28 October, 2016
In recent years, we have seen an increase in the use of arbitration clauses in joint venture agreements and shareholders’ agreements intending to resolve disputes in relation to business management decisions. Is this workable in reality?
It appears that management decisions that DO NOT concern or affect the legal rights of the parties involved ARE NOT arbitrable. Only management decisions that concern or affect the legal rights of the parties, such as, for example, oppression of minority shareholders or the breakdown of mutual trust and confidence in a quasi-partnership relationship, are arbitrable.
Even though there is no direct case authority on this point, authoritative texts on arbitration have commented that “English law has never arrived at a general theory for distinguishing those disputes which may be settled by arbitration from those which may not. The general principle is, we submit, that any dispute or claim concerning legal rights which can be the subject of an enforceable award, is capable of being settled by arbitration.” (Mustill & Boyd, Commercial Arbitration, 2nd Edition, 1989)
This is also in line with the Court’s general reluctance to interfere in a company’s business affairs. Unless the decision in question concerns or affects the legal rights of a party, the Court will not interfere with the internal management of companies acting within their powers.
Thus disputes in relation to, purely business management decisions, such as what investments to undertake, the proportion of investments, what people to hire, whether to expand the business etc. will not be regarded as arbitrable disputes. The arbitrator, like the Court, is not able to and will not interfere with a company’s decisions acting within its powers.

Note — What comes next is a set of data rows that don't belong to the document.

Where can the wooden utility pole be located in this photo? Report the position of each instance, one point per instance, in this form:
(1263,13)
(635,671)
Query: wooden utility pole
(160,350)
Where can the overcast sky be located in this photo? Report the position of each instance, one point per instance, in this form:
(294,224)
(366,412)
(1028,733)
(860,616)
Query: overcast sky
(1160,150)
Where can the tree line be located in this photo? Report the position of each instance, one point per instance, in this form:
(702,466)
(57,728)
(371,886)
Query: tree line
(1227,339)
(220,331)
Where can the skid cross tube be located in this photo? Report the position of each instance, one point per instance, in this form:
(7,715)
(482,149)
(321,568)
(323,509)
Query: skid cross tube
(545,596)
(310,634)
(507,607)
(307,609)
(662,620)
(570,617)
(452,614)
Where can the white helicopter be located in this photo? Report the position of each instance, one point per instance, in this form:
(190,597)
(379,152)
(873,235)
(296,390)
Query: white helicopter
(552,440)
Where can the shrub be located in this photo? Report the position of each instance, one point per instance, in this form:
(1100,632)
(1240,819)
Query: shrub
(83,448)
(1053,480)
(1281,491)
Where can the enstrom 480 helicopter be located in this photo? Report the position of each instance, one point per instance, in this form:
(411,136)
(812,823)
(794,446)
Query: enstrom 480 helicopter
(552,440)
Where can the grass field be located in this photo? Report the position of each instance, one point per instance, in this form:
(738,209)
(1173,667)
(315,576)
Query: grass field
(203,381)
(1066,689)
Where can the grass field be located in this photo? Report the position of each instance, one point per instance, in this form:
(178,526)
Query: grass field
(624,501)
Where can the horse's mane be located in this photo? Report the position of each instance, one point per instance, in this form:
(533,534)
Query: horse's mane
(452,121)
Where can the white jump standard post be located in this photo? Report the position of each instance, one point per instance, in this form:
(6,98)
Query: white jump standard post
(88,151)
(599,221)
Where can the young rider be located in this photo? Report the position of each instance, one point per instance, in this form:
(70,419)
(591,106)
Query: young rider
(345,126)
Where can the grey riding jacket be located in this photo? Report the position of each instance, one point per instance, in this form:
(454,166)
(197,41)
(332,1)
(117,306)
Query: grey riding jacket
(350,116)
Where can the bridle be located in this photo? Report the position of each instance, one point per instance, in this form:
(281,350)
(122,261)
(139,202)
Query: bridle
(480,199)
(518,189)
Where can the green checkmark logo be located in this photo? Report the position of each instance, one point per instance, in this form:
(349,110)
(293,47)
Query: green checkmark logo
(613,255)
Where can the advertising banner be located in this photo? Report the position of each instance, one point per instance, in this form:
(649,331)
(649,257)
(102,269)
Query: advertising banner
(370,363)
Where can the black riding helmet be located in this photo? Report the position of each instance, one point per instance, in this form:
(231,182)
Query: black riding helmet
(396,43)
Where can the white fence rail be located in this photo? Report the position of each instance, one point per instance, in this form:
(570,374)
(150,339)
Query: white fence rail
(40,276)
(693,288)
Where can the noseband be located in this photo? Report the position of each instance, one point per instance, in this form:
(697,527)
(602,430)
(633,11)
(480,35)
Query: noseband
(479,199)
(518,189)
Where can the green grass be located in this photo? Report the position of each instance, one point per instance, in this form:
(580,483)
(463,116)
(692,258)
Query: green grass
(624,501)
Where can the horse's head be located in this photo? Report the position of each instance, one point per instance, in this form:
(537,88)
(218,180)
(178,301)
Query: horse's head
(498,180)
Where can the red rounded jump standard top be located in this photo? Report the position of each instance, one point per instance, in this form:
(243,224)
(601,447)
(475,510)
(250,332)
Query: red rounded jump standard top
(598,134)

Instead, these disputes in relation to decision-making could be better dealt with using dead-lock and buy-out provisions in order to provide certainty as to the parties’ options in the event that a consensus cannot be reached on business management matters. Alternatively, parties can consider including a provision in their joint venture or shareholders’ agreements for dealing with disputes about policy and management issues by referring them to a third party for decision. If the dispute is a more specialised one, it can be referred to an expert for determination. For example, where parties have to agree on a programme for construction works and they fail to agree, the dispute could be referred to a programming expert for determination. The programming expert could determine what programme would be the most appropriate in the circumstances, which is something neither the Court nor an arbitral tribunal is able to give an opinion on. This mechanism affords the parties more flexibility and so that the dead-lock and buy-out provisions would not be triggered so easily.